Later that night when they are alone in their bedroom Dave will shake his head and say, “That is one weird kid.”
He’ll be talking about Matthew.
“I don’t think he even
liked
those mashed potatoes,” Dave will say. “He didn’t even finish his mashed potatoes.”
“Those were manners, Dave,” Morley will say. “In case you didn’t notice.”
“‘These are delicious mashed potatoes.’ Jeez! Come on, Morley. It’s the sort of thing you’d do if you were eating dinner at your boss’s house. He’s twelve. He’s twelve years old.” He will almost tell Morley about Matthew’s business card, but before he does, he will notice the way she is looking at him, and he won’t say any more.
But that is later . . .
Now they are still at the table . . . eating.
And in that moment after Matthew had said, “These are delicious mashed potatoes,” and Morley had frowned at Sam because he was rolling his eyes at Stephanie, a silence settled on the dinner table. All you could hear was the rattle of cutlery, as if
everyone
was enjoying the potatoes.
But the silence lasted a beat too long and abruptly deepened and became a tomb-like silence, so no one was listening to the cutlery anymore but to the silence itself—a silence that was spiralling deeper by the second. Morley was desperately trying to think of something to say, something to get them out of the silence before it was too late, imploring Dave with her eyes for help.
Say something!
Everyone was thinking the same thing now—the whole table bound together in silent agony, everyone struggling against the surface viscosity of the silence, like a table full of water bugs squirting around a dark pond, like a table of slow-motion scuba divers floating away on a deadly current of silence.

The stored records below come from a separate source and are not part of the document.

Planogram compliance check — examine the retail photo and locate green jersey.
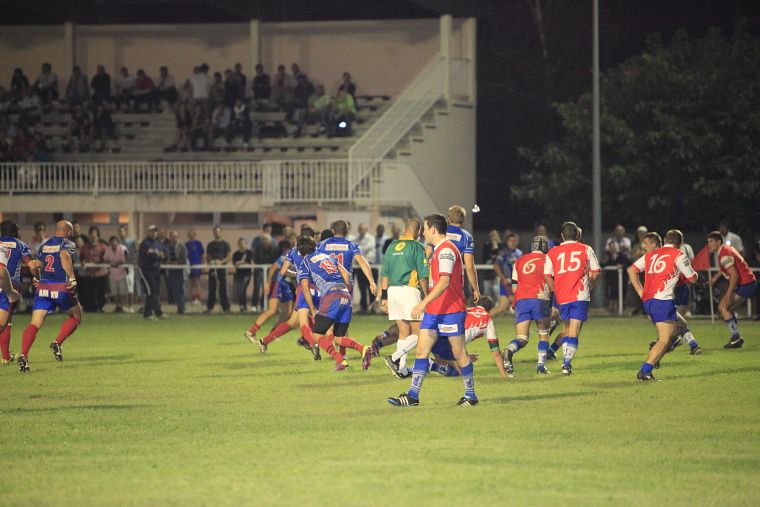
[380,238,430,287]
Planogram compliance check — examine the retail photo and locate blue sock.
[452,363,478,400]
[406,359,430,400]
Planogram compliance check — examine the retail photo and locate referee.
[380,218,430,378]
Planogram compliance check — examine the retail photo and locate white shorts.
[388,286,422,321]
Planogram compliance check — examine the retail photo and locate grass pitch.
[0,315,760,506]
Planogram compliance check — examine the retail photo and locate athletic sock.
[318,336,346,363]
[562,336,578,366]
[21,324,40,357]
[406,359,429,400]
[55,317,81,345]
[0,324,11,361]
[462,363,478,400]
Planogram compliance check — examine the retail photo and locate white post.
[440,14,452,102]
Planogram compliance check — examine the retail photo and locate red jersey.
[633,245,697,301]
[512,252,549,303]
[425,239,466,315]
[544,241,599,305]
[718,245,756,285]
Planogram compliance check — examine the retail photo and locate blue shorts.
[673,284,689,306]
[734,281,757,299]
[644,299,678,324]
[557,301,588,322]
[515,299,551,324]
[420,312,467,336]
[430,336,454,361]
[319,290,353,324]
[32,283,79,313]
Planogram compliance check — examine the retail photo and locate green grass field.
[0,315,760,506]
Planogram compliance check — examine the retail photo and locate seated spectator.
[92,104,116,150]
[227,98,255,145]
[33,63,58,110]
[115,67,136,109]
[66,104,92,151]
[18,86,42,127]
[295,85,332,137]
[90,65,111,106]
[9,69,29,104]
[66,65,90,109]
[338,72,356,100]
[176,102,193,151]
[156,66,179,107]
[208,103,230,142]
[253,63,272,102]
[132,69,158,113]
[190,102,210,151]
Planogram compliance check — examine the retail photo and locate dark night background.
[2,0,760,230]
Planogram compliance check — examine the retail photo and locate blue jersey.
[446,225,475,255]
[298,252,348,298]
[37,236,77,283]
[0,236,32,287]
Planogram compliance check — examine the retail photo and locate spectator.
[718,220,744,257]
[227,99,253,146]
[90,65,111,106]
[232,238,253,313]
[338,72,356,100]
[103,236,129,313]
[66,65,90,109]
[138,225,166,320]
[295,81,332,137]
[185,229,205,306]
[206,225,232,313]
[166,231,187,315]
[33,62,58,110]
[156,65,179,107]
[190,102,211,151]
[208,102,230,144]
[9,69,29,104]
[132,69,158,113]
[116,67,136,109]
[352,224,377,313]
[176,102,193,151]
[253,63,272,102]
[607,224,631,257]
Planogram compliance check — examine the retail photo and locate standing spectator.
[607,224,631,257]
[232,238,253,313]
[253,63,270,102]
[90,65,111,106]
[166,231,187,315]
[206,225,232,313]
[116,67,136,109]
[185,229,206,306]
[66,65,90,108]
[718,220,744,257]
[338,72,356,100]
[138,225,166,320]
[156,65,179,107]
[33,62,58,111]
[352,224,377,313]
[103,236,129,313]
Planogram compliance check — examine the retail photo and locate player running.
[0,220,31,364]
[504,236,551,374]
[380,218,430,378]
[18,220,82,373]
[297,236,372,371]
[628,229,697,381]
[707,231,757,349]
[544,222,600,375]
[388,214,480,407]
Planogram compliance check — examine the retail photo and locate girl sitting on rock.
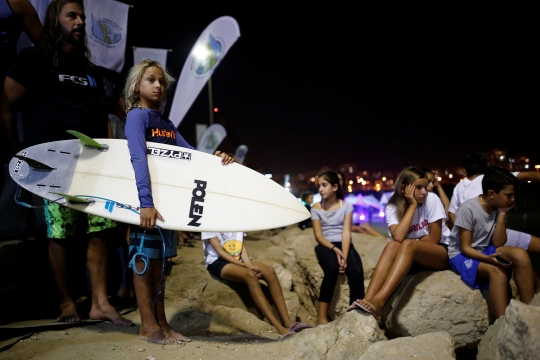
[311,170,364,324]
[201,232,313,337]
[347,166,450,320]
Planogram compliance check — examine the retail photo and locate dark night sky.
[118,0,540,174]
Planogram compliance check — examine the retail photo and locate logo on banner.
[92,16,122,47]
[205,132,220,150]
[191,34,223,75]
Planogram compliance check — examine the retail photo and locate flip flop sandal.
[289,321,313,332]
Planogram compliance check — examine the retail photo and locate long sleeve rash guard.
[125,108,195,208]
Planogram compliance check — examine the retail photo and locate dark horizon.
[116,0,540,174]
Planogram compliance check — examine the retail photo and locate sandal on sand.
[289,321,313,333]
[280,330,296,340]
[347,300,381,322]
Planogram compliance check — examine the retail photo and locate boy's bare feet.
[89,304,133,326]
[356,299,384,316]
[56,301,81,322]
[163,327,191,342]
[139,327,178,345]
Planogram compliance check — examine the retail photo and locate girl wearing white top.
[201,232,313,337]
[311,171,364,324]
[347,166,450,320]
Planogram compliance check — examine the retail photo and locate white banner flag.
[169,16,240,127]
[197,124,227,154]
[234,145,248,164]
[133,47,169,68]
[84,0,129,73]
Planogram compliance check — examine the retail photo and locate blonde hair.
[122,59,175,114]
[388,166,427,221]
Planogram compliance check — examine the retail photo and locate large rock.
[477,294,540,360]
[210,305,281,340]
[360,331,456,360]
[280,228,388,319]
[165,264,300,328]
[382,270,489,350]
[287,311,388,360]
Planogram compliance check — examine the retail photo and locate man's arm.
[9,0,43,45]
[516,171,540,182]
[0,76,26,153]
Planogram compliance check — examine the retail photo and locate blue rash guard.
[125,108,195,208]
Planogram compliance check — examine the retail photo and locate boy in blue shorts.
[448,166,534,319]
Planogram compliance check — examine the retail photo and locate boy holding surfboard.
[124,59,233,344]
[0,0,132,325]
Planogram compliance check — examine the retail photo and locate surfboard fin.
[67,130,106,150]
[50,191,93,204]
[13,155,56,170]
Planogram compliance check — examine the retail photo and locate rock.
[166,264,300,320]
[210,305,281,340]
[497,299,540,359]
[381,270,489,350]
[476,315,504,360]
[360,331,456,360]
[272,263,292,290]
[283,229,387,319]
[287,311,388,360]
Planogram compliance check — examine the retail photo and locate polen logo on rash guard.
[146,147,191,160]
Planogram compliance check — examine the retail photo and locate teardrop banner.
[234,145,248,164]
[197,124,227,154]
[169,16,240,127]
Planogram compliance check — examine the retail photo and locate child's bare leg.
[476,262,508,319]
[221,264,291,335]
[86,231,133,326]
[49,239,81,322]
[527,235,540,294]
[317,301,330,325]
[154,260,191,342]
[363,240,448,315]
[253,262,292,328]
[358,241,401,300]
[133,260,177,345]
[497,246,534,304]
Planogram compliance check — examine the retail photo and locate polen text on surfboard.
[146,147,191,160]
[188,180,206,226]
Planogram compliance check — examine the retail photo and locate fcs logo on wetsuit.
[58,74,97,87]
[150,129,176,139]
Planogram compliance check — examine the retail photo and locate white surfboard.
[9,139,310,232]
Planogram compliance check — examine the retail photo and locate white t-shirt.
[448,198,498,259]
[201,232,244,266]
[448,171,519,214]
[386,192,450,245]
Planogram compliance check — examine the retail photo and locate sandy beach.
[0,233,313,360]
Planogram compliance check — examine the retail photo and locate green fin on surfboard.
[13,155,55,170]
[50,191,92,204]
[67,130,106,150]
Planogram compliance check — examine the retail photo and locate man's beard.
[62,26,86,46]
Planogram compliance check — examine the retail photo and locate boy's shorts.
[206,259,229,280]
[504,229,531,250]
[129,229,178,260]
[449,245,497,290]
[43,199,117,239]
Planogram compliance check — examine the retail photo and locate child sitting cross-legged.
[448,166,534,319]
[201,232,312,337]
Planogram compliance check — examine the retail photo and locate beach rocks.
[381,270,489,350]
[359,331,456,360]
[287,311,387,360]
[281,229,387,319]
[477,294,540,360]
[166,264,300,335]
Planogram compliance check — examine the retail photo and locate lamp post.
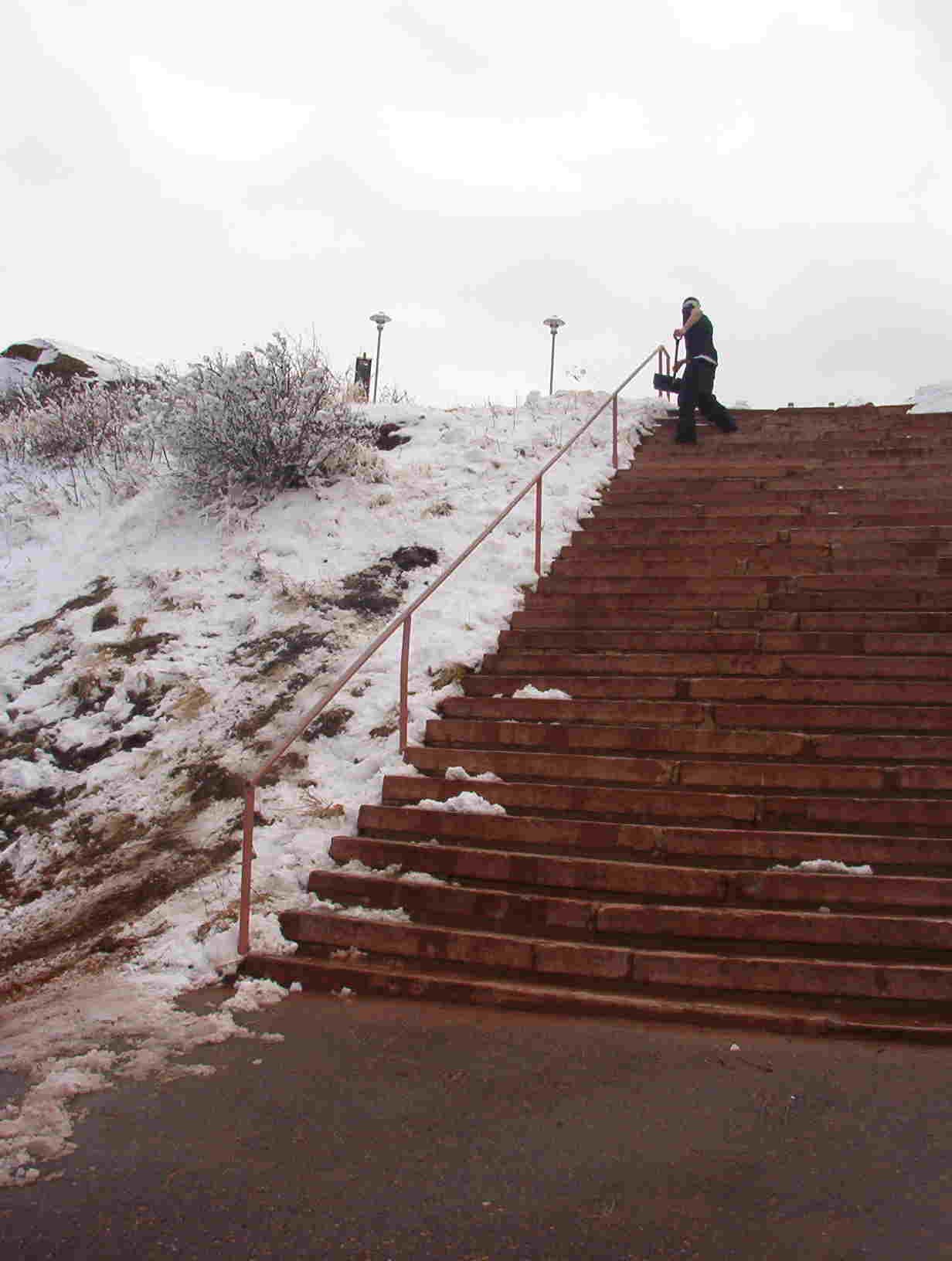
[371,311,389,403]
[542,315,565,393]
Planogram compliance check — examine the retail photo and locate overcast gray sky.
[0,0,952,406]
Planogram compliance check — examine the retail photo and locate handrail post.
[238,780,255,956]
[536,477,542,577]
[400,617,413,754]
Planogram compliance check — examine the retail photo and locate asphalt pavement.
[0,991,952,1261]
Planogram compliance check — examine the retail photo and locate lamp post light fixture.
[371,311,389,403]
[542,315,565,395]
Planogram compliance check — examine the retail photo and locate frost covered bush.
[0,381,165,505]
[166,333,377,502]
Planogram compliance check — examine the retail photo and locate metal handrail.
[238,345,671,956]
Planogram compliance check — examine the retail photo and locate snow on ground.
[0,337,144,391]
[0,393,659,1185]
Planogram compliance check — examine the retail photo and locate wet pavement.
[0,995,952,1261]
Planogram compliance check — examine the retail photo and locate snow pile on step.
[910,381,952,416]
[770,858,872,875]
[410,792,505,814]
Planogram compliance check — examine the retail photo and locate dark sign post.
[355,353,373,399]
[542,315,565,395]
[371,311,389,403]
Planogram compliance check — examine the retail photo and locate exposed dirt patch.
[68,673,116,718]
[303,705,355,740]
[0,577,114,648]
[329,546,439,620]
[333,561,403,620]
[433,661,473,692]
[231,623,331,675]
[0,787,83,838]
[49,738,118,774]
[232,673,313,740]
[389,543,440,573]
[170,684,212,722]
[173,758,245,810]
[373,421,410,451]
[98,633,178,661]
[22,644,73,688]
[92,604,118,630]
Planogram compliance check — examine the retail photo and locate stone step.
[481,647,952,681]
[405,734,952,791]
[461,673,952,709]
[514,607,952,636]
[579,497,952,529]
[242,953,952,1044]
[274,908,952,1002]
[357,804,952,874]
[328,836,952,913]
[549,547,952,585]
[383,774,952,840]
[427,721,952,764]
[304,872,952,958]
[499,627,952,656]
[536,570,952,612]
[570,517,952,545]
[440,696,952,736]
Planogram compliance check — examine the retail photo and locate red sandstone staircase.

It was finally Sam who put down his cutlery with a flourish. And everyone thought,
Thank God,
turning and looking at him with relief and expectation and great hope.
Sam smiled at them all and said, “You know what really
pisses me off?

Morley saw Susan clutch her knife and fork, and watched her check her children’s reactions: Matthew, his brow furrowed—puzzled; Jennifer staring at Sam with a mixture of awe, respect, disbelief . . . and
ohmigod
. . . approval!
Not twenty minutes later, just when she thought things couldn’t get worse, Morley caught Susan frowning at the floor by the stove. Morley followed her eyes to the crack between the stove and the kitchen counter and saw what had caught Susan’s attention, a forgotten Roach Motel, lying there like a pile of dirty laundry.
An hour later Morley came into the kitchen to fill her coffee cup and Susan was wiping the counter with a sponge. Susan looked up and smiled self-consciously.
“I was just wiping the counter,” she said unnecessarily.
They both stared at the sponge awkwardly and then back at each other. Both remembering that twenty-five years ago, when they lived together, everyone always knew Susan was upset when she began to clean compulsively.
The next night Stephanie came bouncing down the stairs when she was called to dinner, but there was no Jennifer.
“Where’s Jennifer?” asked Morley.
“I lent her one of my tops,” said Stephanie. “She’s getting changed.”
When Jennifer came downstairs she was wearing Stephanie’s yellow lip gloss and a matching yellow halter top. She dropped into her seat and arched her back coyly, which made the tank top inch up her midriff, exposing her navel.
No one said anything.
Jennifer picked up her fork, looked around the silent table and said, “You know what really pisses
me
off ?”
Susan picked up a napkin and started to polish her spoon.
After dinner Morley walked into the kitchen, and Susan was standing by the sink with her hands behind her back. Morley pretended not to see the can of cleanser Susan was hiding. She had been washing the table.